Posted by **Leannna** on Sunday, January 23, 2011 at 10:59pm.

a) Find W'(20). Using the correct units, explain the meaning of W'(20) in terms of wind chill.

I got W'(20)=-.2855 but don't know what that means.

b) Find the average rate of change of W over the interval 5 is < or = v which is < or = 60. Find the value of v at which the instantaneous rate of change of W is equal to the average rate of change of W over the interval 5 is < or = v which is < or = 60.

I got the average rate of change as -.2538 but i don't know how to do the instantaneous rate of change.

c) Over the time interval 0 is < or = to t which is < or = to 4 hours, the air temperatures is a constant 32degrees Fahrenheit.

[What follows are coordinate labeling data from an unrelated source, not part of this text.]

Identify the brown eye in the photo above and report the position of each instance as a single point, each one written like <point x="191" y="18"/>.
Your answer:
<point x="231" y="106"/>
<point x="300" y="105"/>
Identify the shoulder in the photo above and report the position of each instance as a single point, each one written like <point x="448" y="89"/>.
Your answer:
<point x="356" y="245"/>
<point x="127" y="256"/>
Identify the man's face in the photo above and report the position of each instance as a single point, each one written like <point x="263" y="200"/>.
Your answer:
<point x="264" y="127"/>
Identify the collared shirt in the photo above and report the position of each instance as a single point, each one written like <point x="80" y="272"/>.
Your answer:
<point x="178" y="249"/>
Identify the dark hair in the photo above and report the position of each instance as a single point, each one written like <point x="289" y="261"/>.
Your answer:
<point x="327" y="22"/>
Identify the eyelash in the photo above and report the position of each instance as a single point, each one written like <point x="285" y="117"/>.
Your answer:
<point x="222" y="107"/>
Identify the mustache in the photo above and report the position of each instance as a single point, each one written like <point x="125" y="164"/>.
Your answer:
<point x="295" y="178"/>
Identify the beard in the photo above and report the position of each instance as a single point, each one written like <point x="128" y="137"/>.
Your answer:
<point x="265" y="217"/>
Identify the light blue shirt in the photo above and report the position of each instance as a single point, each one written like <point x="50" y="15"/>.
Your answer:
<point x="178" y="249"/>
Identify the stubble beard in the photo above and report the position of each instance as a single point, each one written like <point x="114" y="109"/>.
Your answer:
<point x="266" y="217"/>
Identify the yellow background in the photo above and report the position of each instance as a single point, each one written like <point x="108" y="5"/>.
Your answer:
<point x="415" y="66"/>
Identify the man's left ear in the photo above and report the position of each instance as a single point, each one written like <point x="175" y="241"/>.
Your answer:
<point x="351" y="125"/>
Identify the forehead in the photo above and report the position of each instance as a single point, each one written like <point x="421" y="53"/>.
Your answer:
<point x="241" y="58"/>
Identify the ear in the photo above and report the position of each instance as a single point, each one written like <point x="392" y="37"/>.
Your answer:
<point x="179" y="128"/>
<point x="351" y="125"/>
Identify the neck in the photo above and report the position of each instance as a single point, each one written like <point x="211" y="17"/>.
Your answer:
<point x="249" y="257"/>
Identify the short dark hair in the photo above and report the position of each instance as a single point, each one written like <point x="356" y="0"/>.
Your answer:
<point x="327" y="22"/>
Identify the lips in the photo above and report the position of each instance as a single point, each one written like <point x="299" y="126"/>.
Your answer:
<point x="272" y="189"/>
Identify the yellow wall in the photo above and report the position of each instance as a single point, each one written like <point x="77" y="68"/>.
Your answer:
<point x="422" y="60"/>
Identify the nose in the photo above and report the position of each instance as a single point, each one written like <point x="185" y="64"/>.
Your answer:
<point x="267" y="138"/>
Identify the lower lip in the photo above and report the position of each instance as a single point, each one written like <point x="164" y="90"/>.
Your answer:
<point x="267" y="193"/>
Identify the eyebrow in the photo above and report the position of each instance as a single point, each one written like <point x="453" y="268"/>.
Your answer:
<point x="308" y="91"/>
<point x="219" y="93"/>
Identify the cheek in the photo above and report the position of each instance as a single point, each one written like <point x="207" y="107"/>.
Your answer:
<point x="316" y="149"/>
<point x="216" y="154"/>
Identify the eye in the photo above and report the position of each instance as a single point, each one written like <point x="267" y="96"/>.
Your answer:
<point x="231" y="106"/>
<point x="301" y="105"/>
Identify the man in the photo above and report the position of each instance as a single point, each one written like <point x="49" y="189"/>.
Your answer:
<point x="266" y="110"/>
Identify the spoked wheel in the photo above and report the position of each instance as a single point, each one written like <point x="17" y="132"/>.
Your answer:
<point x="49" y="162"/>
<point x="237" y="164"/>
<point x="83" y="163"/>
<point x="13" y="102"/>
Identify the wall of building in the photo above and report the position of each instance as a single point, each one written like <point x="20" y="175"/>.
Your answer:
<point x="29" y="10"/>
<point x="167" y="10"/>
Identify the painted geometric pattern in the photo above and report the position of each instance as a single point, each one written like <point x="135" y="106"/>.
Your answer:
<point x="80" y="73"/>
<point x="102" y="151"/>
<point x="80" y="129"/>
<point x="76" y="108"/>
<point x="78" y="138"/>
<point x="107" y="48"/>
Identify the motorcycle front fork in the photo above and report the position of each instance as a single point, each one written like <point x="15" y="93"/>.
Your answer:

At time t=0, the wind velocity is v=20mph. if the wind velocity increases at a constant rate of 5mph per hour, what is the rate of change of the wind chill with respect to time at t=3 hours? Indicate units of measure.

All I know is that you have to do the derivative but i don't know about c.

- Calc -
**Reiny**, Sunday, January 23, 2011 at 11:40pma) The negative means that at 20 mph , the rate at which the windchill factor is "decreasing" is .2855 degrees per 1 mph

b) you obviously had the derivative correct in a) to get the correct answer.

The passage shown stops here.